Making a reputable red rice can be challenging and tricky. The best recipes start with a good quality bacon. The use of long grain rice, which at one time could have been exclusively Carolina Gold rice, is essential to the uniqueness of this dish in that hearty long grain rice absorbs the smoky flavor of the bacon and keeps the rice grains from sticking together too much. 

Carolina Gold rice which originated in Africa and Indonesia, was the basis of the antebellum economy of coastal Carolina and Georgia. Considered the grandfather of long grain rice in the Americas, was first produced in diked wetlands in the Charleston area and eventually planted throughout the South. It was exported worldwide by 1800, and by 1820, over 100,000 acres were producing Carolina Gold Rice.

No red rice should be started without “trinity:” equal parts of chopped celery, bell pepper and onion. High quality tomatoes are imperative as well. We use Italian crushed tomatoes, which have a little bit more texture than a puree, and have a good rich red color. We also add a tablespoon of paprika to enhance the red.

The actual cooking of red rice, on top the stove or in the oven, seems to be the source of much of the debate around what makes a good red rice. A true Savannah Red Rice, as opposed to perlou or New Orleans Jambalaya, is prepared on top of the stove, but finished in the oven where each grain of rice is able to absorb the liquid and fat but still retain its shape.

  • 10 slices bacon, diced
  • 2 cups chopped onions
  • 1 ½ cups chopped green bell peppers
  • 1 cup chopped celery
  • 2 ½ cups uncooked long grain rice
  • 1 (16-ounce) can tomatoes, chopped or crushed
  • 1 teaspoon minced fresh garlic
  • 2 bay leaves
  • 5 cups chicken stock
  • 1 lb. fresh shrimp, peeled and deveined (optional)
  • ¼ cup finely minced fresh parsley

  • Seasoning Mix:
  • 2 tablespoons dark brown sugar
  • 2 teaspoons salt 
  • 2 teaspoons paprika
  • 1 ½ teaspoons white pepper
  • 1 ¼ teaspoons dry mustard
  • 1 teaspoon black pepper
  • 1 teaspoon onion powder
  • 1 teaspoon garlic powder
  • ½ teaspoon dried thyme leaves
  • ½ teaspoon ground cumin

Combine the dry seasoning ingredients thoroughly in a small bowl and set aside.
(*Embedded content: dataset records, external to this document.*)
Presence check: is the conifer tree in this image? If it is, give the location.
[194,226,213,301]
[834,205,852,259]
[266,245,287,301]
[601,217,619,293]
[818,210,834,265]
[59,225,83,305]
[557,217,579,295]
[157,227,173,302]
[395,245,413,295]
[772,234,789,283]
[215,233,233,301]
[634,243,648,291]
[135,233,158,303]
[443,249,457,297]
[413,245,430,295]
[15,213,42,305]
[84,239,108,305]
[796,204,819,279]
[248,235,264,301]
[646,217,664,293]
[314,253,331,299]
Place the bacon in a heavy 5-quart pot, cover, and cook over high heat until the bacon starts to brown, about 5 to 6 minutes. Add the bay leaves, onions, bell peppers, and celery, cover, and cook, stirring occasionally, until the onions and bacon are golden brown, about 14 to 15 minutes.

Stir in 5 tablespoons of the seasoning mix and then add in the rice. Cover and cook, occasionally scraping up the crust that forms on the bottom of the pot, until the rice is golden, about 5 minutes. Stir in the tomatoes, then add the garlic and the remaining seasoning mix, cover, and cook for 2 more minutes. Add the stock and scrape the bottom of the pot, then cover and bring to a boil. Reduce the heat to low, and simmer for about 25 minutes. Do not lift the lid (not matter how tempted).

The true trick to getting perfect red rice every time is to remove the cover after 25 minutes of cooking, fluff the rice with a fork, remove the bay leaves, replace lid, and let it "dry out" in a preheated 350-degree oven for 10 more minutes before serving. This ensures the rice won't be too wet or sticky. If you are adding shrimp to your rice, stir peeled and deveined shrimp in with the fluffed rice before covering and finishing in the oven.

Remove the rice from the oven and allow to rest for about 5 minutes before serving. This will allow the shrimp to steam and the rice to absorb any remaining liquid. Top with chopped parsley and serve piping hot. A crisp white wine and a view of Georgia’s Golden Isles certainly enhances the meal too!